Una vez dejada de lado la discusión “categorial”
sobre lo “nuevo” y lo nuevo (lo realmente nuevo), podemos predisponernos, con
todas las dificultades que la pre-disposición engendra, a ver qué pasa con lo
nuevo, lo nuevo sin comillas.
Podemos, quizá desde una perspectiva filosófica,
pararnos en el límite fino entre lo que somos cuando nos enfrentamos al mundo y
el mundo al que nos enfrentamos que, estimo, es súbita novedad.
¿Cómo subsumimos entonces esa novedad de mundo
que se está derrumbando continuamente encima nuestro mientras nosotros, los
inescindibles de nosotros mismos, envejecemos? ¿Cómo subsumimos la novedad ante
la necesidad imperiosa de esa paz horrible de la pretensión de un mundo
estático, quieto y que no cambie porque deberíamos cambiar a su paso?

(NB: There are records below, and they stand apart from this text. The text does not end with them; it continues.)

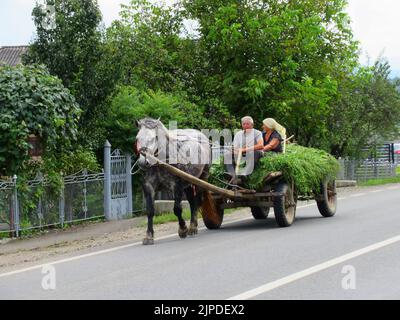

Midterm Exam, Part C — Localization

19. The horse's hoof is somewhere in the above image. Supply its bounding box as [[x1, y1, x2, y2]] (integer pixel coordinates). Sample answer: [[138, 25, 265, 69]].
[[188, 227, 197, 236], [143, 238, 154, 246], [178, 226, 188, 239]]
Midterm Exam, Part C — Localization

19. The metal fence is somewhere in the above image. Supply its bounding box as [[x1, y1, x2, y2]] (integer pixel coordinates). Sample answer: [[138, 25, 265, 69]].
[[337, 159, 398, 181], [0, 170, 104, 237], [0, 144, 143, 237]]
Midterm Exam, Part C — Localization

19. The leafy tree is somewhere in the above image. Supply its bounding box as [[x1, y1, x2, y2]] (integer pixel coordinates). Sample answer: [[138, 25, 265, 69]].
[[184, 0, 357, 147], [105, 86, 239, 151], [329, 59, 400, 157], [0, 66, 81, 175], [24, 0, 114, 148]]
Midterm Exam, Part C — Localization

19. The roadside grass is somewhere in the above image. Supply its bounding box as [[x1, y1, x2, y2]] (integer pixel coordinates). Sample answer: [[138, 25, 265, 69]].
[[358, 175, 400, 187]]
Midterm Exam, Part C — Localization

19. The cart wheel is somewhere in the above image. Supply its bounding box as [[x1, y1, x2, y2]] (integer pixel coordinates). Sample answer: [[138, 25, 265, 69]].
[[250, 207, 269, 220], [316, 180, 337, 218], [273, 182, 297, 227], [201, 192, 224, 229]]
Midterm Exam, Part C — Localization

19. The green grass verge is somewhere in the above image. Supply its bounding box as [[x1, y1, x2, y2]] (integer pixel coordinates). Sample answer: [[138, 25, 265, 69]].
[[358, 176, 400, 187]]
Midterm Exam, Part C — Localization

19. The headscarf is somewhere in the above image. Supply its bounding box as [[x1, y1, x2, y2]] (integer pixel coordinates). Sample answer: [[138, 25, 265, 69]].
[[263, 118, 286, 153]]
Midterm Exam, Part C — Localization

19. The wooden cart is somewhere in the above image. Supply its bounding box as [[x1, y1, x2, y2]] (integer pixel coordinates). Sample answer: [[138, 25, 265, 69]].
[[142, 155, 337, 229]]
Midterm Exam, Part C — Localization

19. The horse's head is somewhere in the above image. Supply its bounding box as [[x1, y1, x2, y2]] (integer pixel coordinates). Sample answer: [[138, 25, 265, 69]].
[[135, 118, 162, 168]]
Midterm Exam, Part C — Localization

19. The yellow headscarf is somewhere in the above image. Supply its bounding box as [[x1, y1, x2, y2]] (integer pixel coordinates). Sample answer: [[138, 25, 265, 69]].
[[263, 118, 286, 153]]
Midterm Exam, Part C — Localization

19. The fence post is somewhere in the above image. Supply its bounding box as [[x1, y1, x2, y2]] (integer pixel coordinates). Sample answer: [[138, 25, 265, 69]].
[[13, 175, 19, 238], [104, 140, 111, 220], [125, 152, 133, 216], [59, 173, 65, 228]]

Por supuesto, franqueando lo nuevo, aparece lo
nuevo viejo. La muerte, entre otras cosas, es tan nueva como cada beso que se
recibe o se roba. La muerte es esa que nos pertenece tanto como no podría pertenecernos
nada de todo lo que tenemos en la vida y es nueva, aunque mueran otros, nuestra
muerte hasta que ocurre, está sin estrenar.

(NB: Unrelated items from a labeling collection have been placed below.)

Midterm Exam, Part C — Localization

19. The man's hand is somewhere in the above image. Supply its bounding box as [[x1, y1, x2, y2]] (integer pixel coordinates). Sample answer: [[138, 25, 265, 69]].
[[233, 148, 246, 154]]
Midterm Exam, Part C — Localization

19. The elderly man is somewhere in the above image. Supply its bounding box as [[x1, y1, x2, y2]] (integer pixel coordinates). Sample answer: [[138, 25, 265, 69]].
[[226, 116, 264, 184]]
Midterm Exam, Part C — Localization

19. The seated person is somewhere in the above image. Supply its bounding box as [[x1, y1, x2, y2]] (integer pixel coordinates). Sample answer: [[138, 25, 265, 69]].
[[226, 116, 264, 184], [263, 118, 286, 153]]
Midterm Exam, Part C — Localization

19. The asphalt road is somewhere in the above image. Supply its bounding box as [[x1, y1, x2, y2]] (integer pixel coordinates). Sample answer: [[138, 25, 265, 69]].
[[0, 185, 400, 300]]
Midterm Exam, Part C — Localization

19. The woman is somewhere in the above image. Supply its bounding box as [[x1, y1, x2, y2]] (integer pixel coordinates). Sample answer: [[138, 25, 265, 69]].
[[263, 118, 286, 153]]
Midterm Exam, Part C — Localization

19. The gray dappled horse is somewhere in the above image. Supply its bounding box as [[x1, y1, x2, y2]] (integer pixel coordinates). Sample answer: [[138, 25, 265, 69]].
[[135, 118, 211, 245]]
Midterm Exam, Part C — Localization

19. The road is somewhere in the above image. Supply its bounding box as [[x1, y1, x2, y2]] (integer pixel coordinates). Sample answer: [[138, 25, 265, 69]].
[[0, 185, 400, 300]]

Seguimos entonces, intentando pararnos en ese
límite en el que estamos a veces sin darnos cuenta, entre nosotros anestesiados
por nuestros propios mecanismos de estabilización y el mundo que deviene a mano
y a contra mano porque el devenir es
posible y lo imposible es lo que nuestro empeño malsano le ha impreso a la
magia, a la galera de cual el elogio del
surgir de un conejo es apenas un insulto.